- Hanley c. 1991
- Born: Elizabeth Clare Hanley December 24, 1915 Grand Rapids, Michigan, U.S.
- Died: 2002 (aged 86–87) Epping, Essex, England
- Occupation: Lampshade designer
- Years active: 1949–1993
- Known for: Lampshade designer to the Royal Family

= Betty Hanley =

American lighting designer (1915–2002)

Elizabeth Clare Hanley (December 24, 1915 – 2002) was an American lampshade designer who served as the official supplier to the British royal family and for all of Buckingham Palace. Originally a Michigander, she spent much of her childhood in France and at a Swiss boarding school before attending multiple fashion design universities. Afterwards, she moved to London and established a lampshade and lighting store, and was awarded a royal warrant as the royal family's lampshade supplier. Hanley also was noted for leasing an important cottage called The Ring on the grounds of Audley End House for multiple decades, renovating it to higher standards.

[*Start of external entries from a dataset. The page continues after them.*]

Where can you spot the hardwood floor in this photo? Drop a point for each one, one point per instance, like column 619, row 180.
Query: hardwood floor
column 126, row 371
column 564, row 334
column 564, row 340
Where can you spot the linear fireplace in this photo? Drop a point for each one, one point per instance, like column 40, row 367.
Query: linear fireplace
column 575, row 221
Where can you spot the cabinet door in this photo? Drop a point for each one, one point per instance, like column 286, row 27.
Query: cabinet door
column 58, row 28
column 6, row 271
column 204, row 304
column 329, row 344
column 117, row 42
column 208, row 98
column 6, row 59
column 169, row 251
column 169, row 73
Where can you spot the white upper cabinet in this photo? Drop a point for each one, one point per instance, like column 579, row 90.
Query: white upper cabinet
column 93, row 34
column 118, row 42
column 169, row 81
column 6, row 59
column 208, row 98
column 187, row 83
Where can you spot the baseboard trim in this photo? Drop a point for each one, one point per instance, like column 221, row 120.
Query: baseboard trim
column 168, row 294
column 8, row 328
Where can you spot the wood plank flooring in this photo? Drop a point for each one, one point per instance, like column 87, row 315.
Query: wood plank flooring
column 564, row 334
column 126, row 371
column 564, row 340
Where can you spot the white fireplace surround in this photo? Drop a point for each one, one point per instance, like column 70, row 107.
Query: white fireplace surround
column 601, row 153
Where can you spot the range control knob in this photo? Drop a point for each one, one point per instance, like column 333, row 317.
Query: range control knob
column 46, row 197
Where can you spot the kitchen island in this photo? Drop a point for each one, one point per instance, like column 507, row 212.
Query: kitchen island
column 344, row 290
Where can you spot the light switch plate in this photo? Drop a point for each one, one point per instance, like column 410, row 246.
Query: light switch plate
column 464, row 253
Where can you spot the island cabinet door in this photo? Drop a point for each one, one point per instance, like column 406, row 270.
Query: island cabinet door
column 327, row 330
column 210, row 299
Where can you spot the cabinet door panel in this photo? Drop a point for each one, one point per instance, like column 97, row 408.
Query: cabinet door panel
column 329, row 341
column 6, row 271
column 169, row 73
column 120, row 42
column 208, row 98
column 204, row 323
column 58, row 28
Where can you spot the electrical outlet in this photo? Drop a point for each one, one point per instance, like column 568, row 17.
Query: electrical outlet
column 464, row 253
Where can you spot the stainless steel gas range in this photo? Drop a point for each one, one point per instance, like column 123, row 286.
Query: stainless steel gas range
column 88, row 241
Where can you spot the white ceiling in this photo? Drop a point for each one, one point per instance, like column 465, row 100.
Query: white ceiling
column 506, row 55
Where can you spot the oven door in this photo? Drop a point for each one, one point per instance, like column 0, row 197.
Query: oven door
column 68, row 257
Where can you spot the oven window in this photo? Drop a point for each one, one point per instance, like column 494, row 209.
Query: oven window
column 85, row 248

==Childhood and education==
Betty Hanley was born on December 24, 1915, in Grand Rapids, Michigan, to a Daughters of the American Revolution family. Her early years were shaped by the involvement of her grandparents after the divorce of her parents when she was a child. Her grandmother was one of the earlier suffragettes and her grandfather a local judge, both of which influenced her views. When she was nine, she left to join her mother and aunt in France and was sent to a Swiss boarding school. She worked with her mother at the Red Cross after graduating while living with her aunt, whose connections and guests also gave Hanley multiple connections among European royalty. She then went on to attend both the Parsons School of Design and Parsons Paris.

==Career==
After obtaining her fashion degrees, she moved to the United Kingdom in 1947 and established her own lampshades and other lighting fixtures business in London in 1949 called Clare House. She was later awarded a royal warrant in 1977 as the official lampshade supplier for Buckingham Palace and the private homes of the British royal family. Other consistent customers of her lamp shop included the Guinness family, the duke and duchess of Gloucester, and the designer company Asprey.

==Personal life==
As the niece of Fern Bedaux and her husband Charles Bedaux, Hanley was given ownership of her aunt's home Château de Candé during the events of World War II due to Fern being detained in Paris. The property itself would be given over to the French government after the war, but all the items in the home were formally made Hanley's inheritance. Many of the pieces and wardrobe from the home, including historical documents and paintings, would be later distributed to the Victoria and Albert Museum, the Louvre, and to the Sworders auction house.

After being given a tour of The Ring, a cottage on the grounds of the Audley End House, she decided to lease and renovate the property, having begun living there in 1963. Her restoration of the cottage was assisted by two of her shop clients, interior designer John Beresford Fowler and architectural historian John Cornforth. She was also close friends with royal interior designer Dudley Poplak.

Due to her prior work with her mother, Hanley was a highly supportive volunteer for the Red Cross division in London. Also, starting in the 1980s, she was an active member of The Friends of Audley End group, frequently hosting parties and tours to raise money to support the upkeep of the Audley End House. She would leave The Ring in 1993, giving up the lease to Poplak, briefly living in a different cottage at the Audley End Village. Then, in 1998, she moved to Epping, Essex, and died due to cancer in 2002.